LONDON: Egyptian stocks tumbled to their lowest level this year on Wednesday as retail investors took flight.
A sharp rise in Suez Canal revenues, a major foreign exchange earner for the country, was not enough to quell investors concerns about the strength of the currency.
The main Egyptian stock index lost 3.8 percent which some fund managers blamed on generally negative sentiment toward emerging markets worldwide as well as more local speculation about possible currency devaluation.
“Our channel checks suggest the sell-off in the Egyptian market is local retail and institutions driven, on currency fears and speculation over a further round of devaluation,” said Vrajesh Bhandari, portfolio manager at Al Mal in Dubai, Reuters reported.
“Selling is further intensified as margin calls are triggered and technical support levels break down. The country canceled three consecutive Treasury auctions, citing investors’ unrealistic yield demands.”
Egypt’s Suez Canal revenues rose to $502.2 million in August up 6.7 percent from a year earlier according to official data released on Wednesday.
Elsewhere regional stock markets closed mostly lower with the exceptions of Abu Dhabi which edged 0.2 percent higher and Saudi Arabia, the best regional performer, which rose by 1.1 percent.
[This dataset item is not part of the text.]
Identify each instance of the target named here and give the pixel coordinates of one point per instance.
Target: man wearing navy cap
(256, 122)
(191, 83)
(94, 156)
Saudi stocks are benefiting from the strong oil price which eased slightly yesterday but still hovered just under $79.
OPEC and some other oil producers including Russia will meet in Algeria on Sept. 23 to discuss how to allocate supply increases within their quota framework to offset the loss of oil exports from Iran following the introduction of sanctions by the US.
Those measures will come into force on Nov. 4 and data suggests that buyers are already retreating from Iranian crude purchases.
A key question for the oil price as well as regional stock markets in the weeks ahead will be the extent to which other Gulf oil exporters can compenaste for the loss of Iranian supplies by pumping more.